Insbesondere die Begeisterung des Pu­blikums, die nationale und internationale Topstars immer wieder hervorheben, suche weltweit ihresgleichen. Dazu komme die herausragende Wasserqualität in der Alster, die sich aktuell mit 21 bis 23 Grad als angenehme Abkühlung präsentiert.

Andy Grote (SPD), der am Mittwochnachmittag Delegationen der Verbände, Sponsoren und Aktiven im Kaisersaal des Rathauses empfing, freut sich über so viel Anerkennung. Hamburgs Sportsenator ist großer Fan der Mixedstaffel, deren Besetzung erst nach den Einzelrennen feststeht und die am Sonntagnachmittag das Wettkampfprogramm abschließt. „Wir werden ein fantastisches Festival erleben, es ist das sportliche Highlight des Jahres“, sagt er.

Stadt gibt 460.000 Euro

460.000 Euro Unterstützung leistet die Stadt für die WM, der Werbewert liegt um ein Vielfaches höher, bei Weltserien-Events zuletzt bei rund 15 Millionen Euro. Mit rund 10.500 Aktiven inklusive aller Altersklassen- und Jedermannrennen sind die Starterfelder ausgebucht. 70 Prozent der Teilnehmenden sind männlich, 90 Prozent deutsch, 39 Nationen gemeldet.
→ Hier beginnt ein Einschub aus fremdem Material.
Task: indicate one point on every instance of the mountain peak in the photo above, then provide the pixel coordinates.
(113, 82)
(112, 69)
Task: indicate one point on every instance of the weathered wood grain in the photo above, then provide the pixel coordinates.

Alle Rennen und das Rahmenprogramm können kostenfrei besucht werden. Das lässt sich sogar Thomas Bach nicht nehmen. Der deutsche Präsident des Internationalen Olympischen Komitees (IOC) hat sich für den Sonnabend angekündigt.

Zeitplan der WM-Wettbewerbe: Donnerstag: 17 Uhr Juniorinnen U 23, Sprint (0,75 km Schwimmen/20 km Rad/5 km Laufen); 19 Uhr Junioren U 23, Sprint (0,75/20/5). Freitag: 8 bis 8.50 Uhr Elite Männer, Supersprint (0,3/7,5/1,6), Vorläufe; 10 bis 10.50 Uhr Elite Frauen, Supersprint (0,3/7,5/1,6), Vorläufe; 19 bis 20 Uhr Elite Männer, Supersprint, Hoffnungsläufe; 20.15 bis 21.15 Uhr Elite Frauen, Supersprint, Hoffnungsläufe. Sonnabend: 13 bis 14.30 Uhr U 23 Mixedstaffel, Supersprint (4 x 0,3/7/1,6); 16.20 bis 19.05 Uhr Elite Männer, Supersprint, Finalläufe; 16.55 bis 19.40 Uhr Elite Frauen, Supersprint, Finalläufe. Sonntag: 14.15 bis 15.30 Uhr Elite Mixed­staffel, Supersprint (4 x 0,3/7/1,6). TV: Die ARD überträgt live im Hauptprogramm am Sonnabend von 18.20 bis 19.45 Uhr und am Sonntag von 14.10 bis 15.35 Uhr. Alle Rennen bis auf die U-23-Mixedstaffel gibt es zudem live im Stream auf sportschau.de.